I would like to to post about how difficult is being unit test some of my code with Wicket and get some feedback about it.

First of all, I don't think the wicket-examples does a very good job on how to unit test wicket code, since having a embedded Jetty instance means integration tests. The only code in wicket-examples that does help with unit tests is inside the displaytag example (SortableTableHeadersTest), which uses MockWebApplication.

Of course the fact that dependency injection is not supported on pages provides little help, but I don't think this is the worst thing. I have a very simples class, that is supposed to interact with a Component.
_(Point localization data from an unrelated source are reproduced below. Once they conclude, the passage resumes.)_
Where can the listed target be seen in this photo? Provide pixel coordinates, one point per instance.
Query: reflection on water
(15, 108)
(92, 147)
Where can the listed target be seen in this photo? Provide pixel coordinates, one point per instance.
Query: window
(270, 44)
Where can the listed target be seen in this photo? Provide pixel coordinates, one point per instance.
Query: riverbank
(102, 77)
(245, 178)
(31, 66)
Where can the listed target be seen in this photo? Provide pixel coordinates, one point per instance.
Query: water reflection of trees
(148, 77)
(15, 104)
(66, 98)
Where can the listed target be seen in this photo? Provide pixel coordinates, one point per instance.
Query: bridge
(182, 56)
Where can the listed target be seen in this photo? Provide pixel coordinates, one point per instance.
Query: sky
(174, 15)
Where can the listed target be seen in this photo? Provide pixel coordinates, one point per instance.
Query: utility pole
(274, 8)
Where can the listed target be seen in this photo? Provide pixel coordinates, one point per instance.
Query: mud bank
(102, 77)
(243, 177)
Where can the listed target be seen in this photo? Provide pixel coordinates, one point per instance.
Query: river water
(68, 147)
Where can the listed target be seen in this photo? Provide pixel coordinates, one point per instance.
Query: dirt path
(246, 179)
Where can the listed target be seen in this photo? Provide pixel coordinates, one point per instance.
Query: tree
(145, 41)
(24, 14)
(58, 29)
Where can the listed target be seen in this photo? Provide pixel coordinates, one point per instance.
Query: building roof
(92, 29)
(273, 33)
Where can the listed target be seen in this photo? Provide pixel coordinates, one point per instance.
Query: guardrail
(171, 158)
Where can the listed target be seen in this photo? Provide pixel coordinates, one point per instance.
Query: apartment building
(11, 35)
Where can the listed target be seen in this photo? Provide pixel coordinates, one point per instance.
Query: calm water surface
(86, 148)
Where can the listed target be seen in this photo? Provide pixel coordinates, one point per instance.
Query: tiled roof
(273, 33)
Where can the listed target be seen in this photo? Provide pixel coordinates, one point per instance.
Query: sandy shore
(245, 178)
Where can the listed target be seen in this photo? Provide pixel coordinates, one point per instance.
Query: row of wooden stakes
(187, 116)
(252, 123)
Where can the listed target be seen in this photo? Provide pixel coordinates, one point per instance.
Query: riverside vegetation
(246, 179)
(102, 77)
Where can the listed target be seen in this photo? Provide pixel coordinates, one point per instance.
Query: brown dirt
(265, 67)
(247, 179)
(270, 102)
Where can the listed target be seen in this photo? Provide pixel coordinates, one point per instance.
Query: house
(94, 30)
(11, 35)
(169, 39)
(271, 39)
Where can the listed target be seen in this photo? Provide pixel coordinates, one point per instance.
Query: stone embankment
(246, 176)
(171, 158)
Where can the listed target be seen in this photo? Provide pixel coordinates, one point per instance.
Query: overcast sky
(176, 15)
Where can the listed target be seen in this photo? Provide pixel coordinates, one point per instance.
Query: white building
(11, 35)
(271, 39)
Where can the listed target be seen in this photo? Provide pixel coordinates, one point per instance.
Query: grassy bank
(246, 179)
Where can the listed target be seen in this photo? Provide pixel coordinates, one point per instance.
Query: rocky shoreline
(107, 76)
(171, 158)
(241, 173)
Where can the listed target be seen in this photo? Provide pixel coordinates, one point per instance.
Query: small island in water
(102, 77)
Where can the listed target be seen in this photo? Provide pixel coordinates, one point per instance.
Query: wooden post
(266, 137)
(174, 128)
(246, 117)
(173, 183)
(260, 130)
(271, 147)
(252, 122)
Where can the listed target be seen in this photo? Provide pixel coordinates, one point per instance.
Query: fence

I can't mock this interaction, not even using cglib with jmock, because most methods are final. I am testing the following method:

    public void doAction() {
        MyObject object = (MyObject) _component.getModelObject();
        _service.save(piloto);
        _component.info("This was saved: " + object.getName());
    }

The test is something like:

    public void testDoAction() {
        _mockComponent.stubs().method("getModel").will(returnValue(new Model((Serializable) _myObject)));
        _mockService.expects(once()).method("save").with(eq(_myObject));
        _mockComponent.expects(once()).method("info").with(contains(_name));
        _context.doAction();
    }

The notes on the code above are:

I had to "stub" getModel, because the method I actually expect to be called (getModelObject) is final, and it uses getModel, that it isn't. But Component.info is final as well, and calls getPage (also final), which calls findPage (final), which calls findParent (final), so it's impossible to set any expectations neither stub any method. The tests always fails, because the Component does not find its page.

I would like to know if other are facing the same problems, or whether I am doing the wrong kind of development with Wicket, and whether I am better to go another way.